We will continue to address this issue through a variety of actions. This government is exploring as many avenues as possible in response to this issue, including advocating for stronger measures around pill presses and precursor drugs with the federal government; co-ordinating efforts through the fentanyl action response team, which is poised to become a contributor to the overall implementation of the mental health review recommen-dations; working with the health colleges on the triplicate prescription form drug program; working with the federal-provincial-territorial working group on prescription drug abuse; improving data reporting; and ensuring appropriate information and education materials are available to both the public and to medical professionals.
We also continue to be committed to harm reduction strategy, ensuring that people will have access to naloxone, the drug that can help reverse opioid overdoses and save lives. The Minister of Health has signed ministerial orders that directly allow EMTs and EMRs to administer naloxone, RNs to prescribe naloxone, and paramedics, EMTs, and EMRs to dispense the drug.
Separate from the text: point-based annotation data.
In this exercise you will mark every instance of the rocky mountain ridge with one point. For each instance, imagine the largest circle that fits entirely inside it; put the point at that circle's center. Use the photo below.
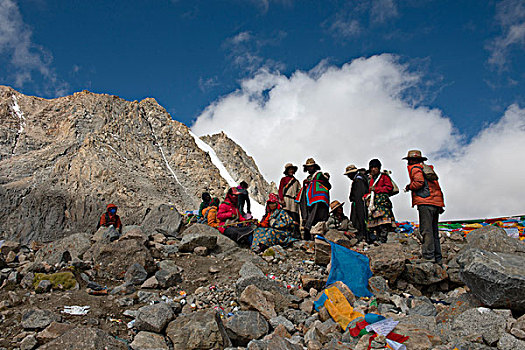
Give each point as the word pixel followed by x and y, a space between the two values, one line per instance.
pixel 62 160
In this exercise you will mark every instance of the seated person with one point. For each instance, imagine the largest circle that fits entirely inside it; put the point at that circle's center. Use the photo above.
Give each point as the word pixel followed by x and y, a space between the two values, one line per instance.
pixel 206 198
pixel 244 198
pixel 276 227
pixel 230 216
pixel 209 214
pixel 110 218
pixel 337 219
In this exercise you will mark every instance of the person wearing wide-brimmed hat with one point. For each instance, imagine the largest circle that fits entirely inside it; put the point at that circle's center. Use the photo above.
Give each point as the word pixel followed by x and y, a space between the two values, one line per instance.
pixel 288 189
pixel 427 195
pixel 381 216
pixel 275 228
pixel 228 214
pixel 314 197
pixel 337 219
pixel 358 212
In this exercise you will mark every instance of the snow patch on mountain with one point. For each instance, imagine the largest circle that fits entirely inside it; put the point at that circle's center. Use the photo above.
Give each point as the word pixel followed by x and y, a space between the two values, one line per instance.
pixel 257 209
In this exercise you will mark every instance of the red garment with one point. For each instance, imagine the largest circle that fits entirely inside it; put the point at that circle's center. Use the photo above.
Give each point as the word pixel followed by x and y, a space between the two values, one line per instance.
pixel 417 182
pixel 107 219
pixel 392 336
pixel 284 181
pixel 384 185
pixel 227 210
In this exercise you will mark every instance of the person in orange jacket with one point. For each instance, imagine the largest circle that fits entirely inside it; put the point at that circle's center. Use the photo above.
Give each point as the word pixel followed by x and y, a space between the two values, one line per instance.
pixel 110 218
pixel 427 195
pixel 210 213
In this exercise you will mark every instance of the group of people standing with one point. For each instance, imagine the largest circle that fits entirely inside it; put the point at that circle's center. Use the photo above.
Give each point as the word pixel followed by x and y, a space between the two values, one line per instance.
pixel 298 207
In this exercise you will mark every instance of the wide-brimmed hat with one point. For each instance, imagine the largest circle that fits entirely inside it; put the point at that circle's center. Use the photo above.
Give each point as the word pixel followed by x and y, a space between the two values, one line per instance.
pixel 350 169
pixel 272 198
pixel 235 191
pixel 415 154
pixel 310 162
pixel 335 204
pixel 289 165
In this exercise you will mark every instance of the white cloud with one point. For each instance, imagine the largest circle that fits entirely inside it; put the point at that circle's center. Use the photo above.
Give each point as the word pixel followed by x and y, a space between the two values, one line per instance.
pixel 24 56
pixel 346 27
pixel 360 111
pixel 510 15
pixel 383 10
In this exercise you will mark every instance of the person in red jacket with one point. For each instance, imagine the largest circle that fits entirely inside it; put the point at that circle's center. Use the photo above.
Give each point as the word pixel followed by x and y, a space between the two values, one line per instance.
pixel 381 217
pixel 229 213
pixel 427 195
pixel 110 218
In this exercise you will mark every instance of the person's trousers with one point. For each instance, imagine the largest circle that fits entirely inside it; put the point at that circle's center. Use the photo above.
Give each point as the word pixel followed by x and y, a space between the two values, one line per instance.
pixel 428 228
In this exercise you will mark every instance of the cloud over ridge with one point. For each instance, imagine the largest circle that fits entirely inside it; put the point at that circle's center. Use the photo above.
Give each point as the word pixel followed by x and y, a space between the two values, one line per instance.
pixel 360 111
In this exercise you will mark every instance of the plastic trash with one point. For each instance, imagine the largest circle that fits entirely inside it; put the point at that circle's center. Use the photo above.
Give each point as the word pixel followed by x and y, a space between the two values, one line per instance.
pixel 76 310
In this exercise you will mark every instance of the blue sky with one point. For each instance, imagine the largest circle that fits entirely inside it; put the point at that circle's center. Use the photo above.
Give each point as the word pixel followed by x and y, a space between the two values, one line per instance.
pixel 187 54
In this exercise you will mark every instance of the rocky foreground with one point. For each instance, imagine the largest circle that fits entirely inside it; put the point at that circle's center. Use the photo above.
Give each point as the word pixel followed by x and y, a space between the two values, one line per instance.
pixel 163 285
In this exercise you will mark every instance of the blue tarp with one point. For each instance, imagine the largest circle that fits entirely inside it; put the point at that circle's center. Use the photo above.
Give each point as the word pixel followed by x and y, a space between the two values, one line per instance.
pixel 351 268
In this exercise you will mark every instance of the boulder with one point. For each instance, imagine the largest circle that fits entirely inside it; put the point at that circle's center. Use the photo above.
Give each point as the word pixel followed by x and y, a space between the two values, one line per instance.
pixel 28 343
pixel 164 219
pixel 248 269
pixel 53 331
pixel 9 246
pixel 136 274
pixel 281 297
pixel 149 341
pixel 106 235
pixel 494 239
pixel 309 281
pixel 43 286
pixel 169 274
pixel 90 338
pixel 65 249
pixel 245 326
pixel 479 323
pixel 38 319
pixel 282 321
pixel 387 260
pixel 424 273
pixel 198 330
pixel 224 243
pixel 150 283
pixel 191 241
pixel 252 298
pixel 135 233
pixel 116 257
pixel 497 279
pixel 154 318
pixel 508 342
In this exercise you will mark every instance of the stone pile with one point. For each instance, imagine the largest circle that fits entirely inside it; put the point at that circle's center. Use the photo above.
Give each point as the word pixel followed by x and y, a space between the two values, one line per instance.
pixel 163 285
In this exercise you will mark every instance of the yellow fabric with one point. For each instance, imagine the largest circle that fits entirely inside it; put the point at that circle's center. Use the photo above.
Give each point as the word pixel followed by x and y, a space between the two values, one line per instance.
pixel 473 226
pixel 339 307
As well, the Minister of Health has signed a further ministerial order that authorizes Alberta Health to pay the dispensing fee charge for naloxone prescriptions. We know that people are using naloxone kits, and we know that they are saving lives.
As well, we want to ensure that people have access to the supports they need for detox and recovery when they are prepared to enter into them. For example, Alberta Health is currently working closely with the community of Cardston to establish a Suboxone clinic so that recovering opiate addicts will have the medical monitoring and support for opioid replacement therapies.
I want to thank the Member for Calgary-West for stepping up to the plate with this bill, and I look forward to discussing the bill in greater detail in third reading. Thank you.